Joe Washington and I were lifting weights in his ghetto apartment. We were doormen at a strip club straddling Compton and Gardena in Los Angeles. Rio Gentleman’s Club. Joe was getting his buff on, while I was just trying to keep my blub off. He was an ex-Marine in his early 20’s, and a sharp dude. I was an ex-drunk in my early 40’s, and just coming to. Somehow we teamed up and watched each other’s back.
“We are surrounded by beautiful, naked women every night,” Joe said, “and we still dread going to work. Where do we go from here?”
“I don’t know, Joe,” I said, “but I think I’ve pretty much topped out, and frankly it’s not that great up here.” I dropped my cigarette into what was left of my protein shake and picked up a dumb-bell.
Working at a strip club was fun, for the first few hours. If you’re normal, you notice the girls. Then you notice all the bullshit that comes with the girls. Then you try not to notice the girls anymore.
The club was sketchy. Being in the ‘hood, and right next to the 110 FWY, made it a prime target for armed robbery. Since I handled the money, the owners let me carry a gun. That didn’t guarantee it would be much help without pals, ones who wouldn’t wilt when the lead started flying. I could trust Joe, Mike the Merc, and a skinny guy named Javier. Javier had to dodge bullets everyday on his way to Cesar Chavez Elementary when he was growing up. Any blast-a-thon would be like waiting for the school bus for him. I wasn’t sure about Samoan Jeff, but I definitely didn’t trust Man Make-Up Daryl.

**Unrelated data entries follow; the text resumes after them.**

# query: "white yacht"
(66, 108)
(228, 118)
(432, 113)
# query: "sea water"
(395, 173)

Although I appreciated Daryl’s ability to ‘roid rage at will, he wore pancake, for fuck’s sake. He chemically sculpted his body with Deca-durabolin, Winstrol, and Test-250. His face was fake-tanned and fabulously framed by a tinted coif. He took it up a notch with mascara, eyeliner, and foundation. The result was strange. He looked like he was about to appear in a play, or an open casket. “You put make-up on like a mortician,” I once told him, behind his back. I was always nervous that someday he would save my life, and I’d have to explain how I owed it all to a preening narcissist. In the meantime, I wouldn’t give him any reason to hesitate.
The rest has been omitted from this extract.